The reasons that some fans have deserted George are closely akin to the reasons some longtime followers stick with her, trying each new book: They care about the characters, they really want to know what happens to them, and they know George is capable of writing great fiction.

I’ve stuck with her, but I’ll have to admit that I might have felt a little trepidation about tackling the 624 pages of the print edition of this new novel. I had no hesitation, however, about sliding the first CD into my car’s player, and even though the audio version lasts a whopping 23 hours, I was sad when it ended and I had to withdraw from Lynley’s world until George gives us her next book. This novel is not as dark as its recent predecessors.

Believing the Lie is a complex book with many subplots involving Lynley, his sidekick Barbara Havers, her neighbors, Lynley’s love interest, and his friends Simon and Deborah St. James. Not to mention Zed Benjamin, a gawky poet who’s trying to make it as a reporter for one of London’s most notorious tabloids. And all those stories and problems are in play before Lynley even gets involved with what turns out to be an extremely murky situation.

Lynley is sent undercover to Cumbria to investigate the death of Ian Cresswell, a key executive in a lucrative firm that makes plumbing supplies. Cresswell’s uncle, Bernard Fairclough, the husband of the company’s owner, asks for the investigation through the old-boy network.

Lynley is mystified from the beginning, because the death has been ruled accidental, and most signs suggest the ruling was correct. Why would Fairclough want to look further? If anyone had a motive to murder Ian Cresswell, that person is probably very closely related to Fairclough.

As it turns out, there are plenty of motives. There also, Lynley soon begins to realize, are many secrets in the extended Fairclough family. And a murder investigation, even an off-the-record one, has a way of unearthing dangerous secrets that may have nothing to do with the murder.

Hampered by working undercover, Lynley calls on his old friends Simon and Deborah St. James to come to Cumbria and help. He also enlists Havers back in London, even though doing so risks the ire of their boss – the woman Lynley has been seeing. The “guv” is already angry because she hasn’t been told where the higher-ups have sent Lynley and what he’s doing there.

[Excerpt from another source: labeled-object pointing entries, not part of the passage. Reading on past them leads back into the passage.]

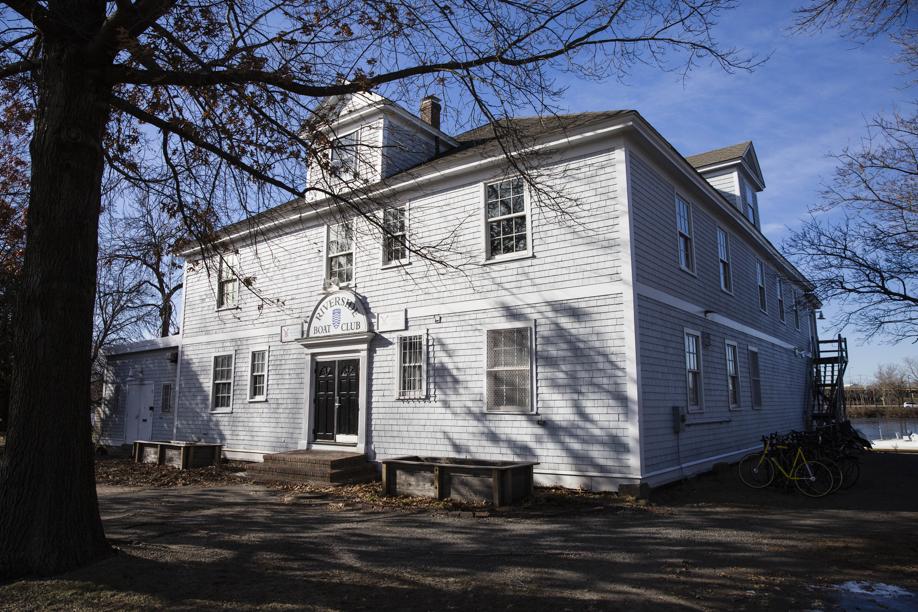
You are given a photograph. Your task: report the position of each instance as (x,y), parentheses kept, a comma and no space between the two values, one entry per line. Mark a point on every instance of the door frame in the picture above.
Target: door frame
(351,346)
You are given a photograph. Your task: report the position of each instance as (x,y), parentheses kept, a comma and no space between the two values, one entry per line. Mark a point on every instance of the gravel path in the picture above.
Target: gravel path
(705,544)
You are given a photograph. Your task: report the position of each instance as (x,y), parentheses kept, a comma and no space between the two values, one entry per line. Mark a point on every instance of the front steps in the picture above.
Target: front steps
(314,467)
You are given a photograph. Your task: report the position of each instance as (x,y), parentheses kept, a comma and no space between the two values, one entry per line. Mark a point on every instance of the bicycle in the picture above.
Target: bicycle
(758,470)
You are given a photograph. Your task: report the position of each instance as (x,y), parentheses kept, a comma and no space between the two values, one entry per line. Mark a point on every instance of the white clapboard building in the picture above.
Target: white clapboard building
(614,312)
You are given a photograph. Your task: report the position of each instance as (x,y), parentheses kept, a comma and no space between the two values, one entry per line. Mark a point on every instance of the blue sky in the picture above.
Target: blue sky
(811,98)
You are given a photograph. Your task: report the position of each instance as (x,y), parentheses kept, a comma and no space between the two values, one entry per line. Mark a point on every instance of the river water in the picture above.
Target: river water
(886,429)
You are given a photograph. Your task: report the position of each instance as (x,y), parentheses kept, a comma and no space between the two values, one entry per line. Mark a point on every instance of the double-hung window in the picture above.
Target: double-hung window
(165,405)
(732,375)
(412,366)
(222,383)
(755,378)
(693,382)
(258,375)
(760,282)
(723,254)
(781,314)
(340,253)
(509,369)
(344,151)
(684,235)
(227,281)
(395,225)
(506,218)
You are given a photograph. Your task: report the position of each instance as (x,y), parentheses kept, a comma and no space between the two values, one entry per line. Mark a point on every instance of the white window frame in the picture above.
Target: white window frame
(162,398)
(213,382)
(721,261)
(761,286)
(728,344)
(267,351)
(690,236)
(395,263)
(533,396)
(328,255)
(399,394)
(527,211)
(335,159)
(782,315)
(700,369)
(228,262)
(755,376)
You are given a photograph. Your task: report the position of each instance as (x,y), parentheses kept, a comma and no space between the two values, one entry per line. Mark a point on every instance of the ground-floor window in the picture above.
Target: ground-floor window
(693,371)
(222,390)
(412,366)
(509,369)
(755,378)
(732,376)
(166,402)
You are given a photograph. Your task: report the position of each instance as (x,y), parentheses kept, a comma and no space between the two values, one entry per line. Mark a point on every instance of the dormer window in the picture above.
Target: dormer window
(748,195)
(344,151)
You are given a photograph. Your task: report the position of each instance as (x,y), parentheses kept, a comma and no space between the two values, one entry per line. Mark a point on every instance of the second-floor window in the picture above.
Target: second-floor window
(781,314)
(395,223)
(760,282)
(723,254)
(227,282)
(340,254)
(684,233)
(507,225)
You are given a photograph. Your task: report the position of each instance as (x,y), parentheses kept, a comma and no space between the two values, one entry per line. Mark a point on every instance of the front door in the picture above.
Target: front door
(139,412)
(337,400)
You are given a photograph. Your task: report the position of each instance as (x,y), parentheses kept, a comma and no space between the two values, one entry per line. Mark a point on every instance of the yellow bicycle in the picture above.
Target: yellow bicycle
(758,470)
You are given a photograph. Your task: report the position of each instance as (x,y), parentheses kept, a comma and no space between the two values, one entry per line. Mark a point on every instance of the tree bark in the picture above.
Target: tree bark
(49,516)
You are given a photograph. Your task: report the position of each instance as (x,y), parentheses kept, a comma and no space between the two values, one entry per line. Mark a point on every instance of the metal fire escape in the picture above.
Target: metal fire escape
(829,380)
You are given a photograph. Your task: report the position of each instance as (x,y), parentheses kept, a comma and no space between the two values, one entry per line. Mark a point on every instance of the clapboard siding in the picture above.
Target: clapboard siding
(287,271)
(135,368)
(661,327)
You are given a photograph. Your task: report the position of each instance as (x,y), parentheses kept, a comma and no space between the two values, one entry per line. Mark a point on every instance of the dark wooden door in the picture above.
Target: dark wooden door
(325,400)
(348,396)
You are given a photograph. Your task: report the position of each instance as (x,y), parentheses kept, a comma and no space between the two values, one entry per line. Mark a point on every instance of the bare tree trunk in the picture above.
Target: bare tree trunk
(49,517)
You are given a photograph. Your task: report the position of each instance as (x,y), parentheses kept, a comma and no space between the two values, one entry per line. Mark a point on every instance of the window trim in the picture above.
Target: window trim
(327,285)
(782,305)
(761,285)
(533,365)
(728,261)
(221,261)
(699,409)
(425,389)
(752,378)
(527,211)
(739,390)
(267,351)
(691,235)
(163,395)
(396,263)
(232,381)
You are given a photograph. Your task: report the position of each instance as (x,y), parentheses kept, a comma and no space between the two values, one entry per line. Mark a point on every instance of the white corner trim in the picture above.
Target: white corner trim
(698,311)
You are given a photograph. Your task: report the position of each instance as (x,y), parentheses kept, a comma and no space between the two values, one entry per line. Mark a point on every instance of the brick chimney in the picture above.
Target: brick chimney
(430,111)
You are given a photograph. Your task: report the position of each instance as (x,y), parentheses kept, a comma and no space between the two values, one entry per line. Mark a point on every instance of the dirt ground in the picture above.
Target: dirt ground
(707,543)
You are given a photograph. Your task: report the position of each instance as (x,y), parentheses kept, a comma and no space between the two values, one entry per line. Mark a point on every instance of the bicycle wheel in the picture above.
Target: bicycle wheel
(813,479)
(851,468)
(756,471)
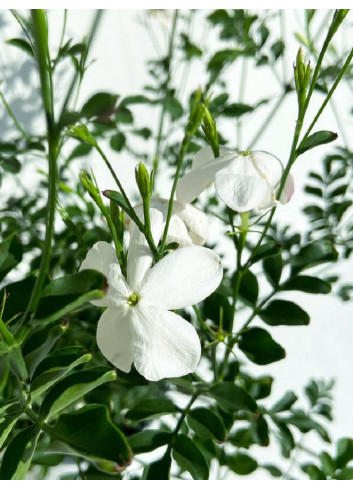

What he’s doing is trying to make sense of what he’s discovering about the Faircloughs and how it might relate to Cresswell’s death. Cresswell, Fairclough’s nephew, left an ex-wife who is extremely bitter because he left her for a man; the other man, who inherits the farm where they’d been living; and two damaged children, one of them a self-destructive adolescent boy. Fairclough’s adult son, Nicholas, is a recovering drug addict with a beautiful, mysterious wife. Fairclough also has two grown daughters, one of whom seems to have a suspicious hold over her parents.

All these people have their stories, their secrets. Davina Porter’s excellent reading deserves a great deal of credit for helping the listener maintain a clear sense of all the characters and developments, as the novel switches among the various dramas.

In the end, this book is less a conventional mystery or suspense story than an examination of human nature, the interworkings of families, and the damage that can be done by festering secrets.

Some things work out well among these many related stories, and some not so well. There is much to be resolved among Lynley’s circle of friends. One very good thing is that Lynley seems to be coming to terms with Helen’s death. He appears ready to move on with his own life in, I hope, future novels.

Readers who are unfamiliar with this series should not start with this or other recent novels. It’s better to meet and start to care for Lynley and company in George’s earlier books.